This is one of the post where I become some deep poetic thinker or something like that. This thought just suddenly came to me few days ago when I was holding this one particular mechanical pencil of mine. This pencil is something that I've been holding dear since I was in primary 5 which was pretty long time ago. It is particularly special to me now because of the one who gave it to me, because of what it represents: our friendship. Now, looking at the pencil, I am always reminded of that. A relationship so beautiful yet so fleeting.
I received the pencil on our last (official) meeting in primary school. Since then (in fact, until now), I always bring it to the exam hall just because it gives me some weird form of assurance that I am not alone in the "battlefield". It kinda feels like he's with me during exam which somewhat helps me to calm down, I've never told anyone before but I consider this pencil my lucky charm. Maybe it was because the friend who gave this pencil was special to me. He was special because he made me do something that I've never done before and rarely do even now. I have never been the type to continue texting or calling my friends after we separate ways, it's troublesome, time-consuming and I simply don't know what to say. But with him, everything just flowed so naturally. Daily calls became a habit - almost a necessity even. It was so until we stopped talking to each other in junior high school for some unknown reason.
Before I had that pencil, I always regarded it as the "expensive kind" because it's pretty, have the reputation of being durable, and of course rather pricey for a primary school student stationery. When I first received the pencil, I was delighted because there was no way that I would ask my parents to buy me that beautiful pencil. As I used it almost everyday in class, the color became dull and eventually blackened by graphite. As the years went, cracks developed on the pencil cap. Even the most long-lasting and prettiest pencil will break someday without the proper care.
The journey of the pencil, I feel, aptly shows the state of our friendship over the years.

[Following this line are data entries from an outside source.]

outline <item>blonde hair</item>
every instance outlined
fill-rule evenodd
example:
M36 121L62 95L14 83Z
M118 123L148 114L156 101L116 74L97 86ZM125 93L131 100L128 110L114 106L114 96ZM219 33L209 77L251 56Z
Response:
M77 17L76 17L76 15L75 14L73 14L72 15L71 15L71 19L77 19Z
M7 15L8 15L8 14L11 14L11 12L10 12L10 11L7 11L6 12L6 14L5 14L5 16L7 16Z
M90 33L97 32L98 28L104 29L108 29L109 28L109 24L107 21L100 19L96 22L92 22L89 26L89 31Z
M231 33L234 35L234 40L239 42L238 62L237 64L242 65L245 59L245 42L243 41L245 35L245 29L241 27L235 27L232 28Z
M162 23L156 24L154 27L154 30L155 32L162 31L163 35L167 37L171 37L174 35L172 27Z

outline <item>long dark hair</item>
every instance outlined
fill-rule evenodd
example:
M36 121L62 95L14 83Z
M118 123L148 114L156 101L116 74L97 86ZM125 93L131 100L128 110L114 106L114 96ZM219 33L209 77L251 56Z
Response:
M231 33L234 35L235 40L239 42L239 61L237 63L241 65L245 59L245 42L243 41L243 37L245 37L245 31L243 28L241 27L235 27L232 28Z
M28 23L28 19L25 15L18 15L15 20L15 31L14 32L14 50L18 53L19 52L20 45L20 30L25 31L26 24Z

First, it was hard to come by, even the fact that we came to know each other was fascinating in itself! Then I realize how precious our friendship is, it was a privilege to have a friend from other school. The daily calls convinced me that it was beautiful because we shared some common interests and there was no need to be embarrassed about ourselves. Maybe I took it for granted. Had I been more initiative and kinder in junior high school , our friendship may still continue. Now, it has 'cracked' and 'ashen'. There is nothing more to marvel except for the enchanting past. Just like the pencil that is simply functional now, our friendship has been reduced to just acquaintance.
Having reflected on this, I hope I can move on as a better person and friend, and I hope, really really hope that the relationship with my current friends can blossom prettily.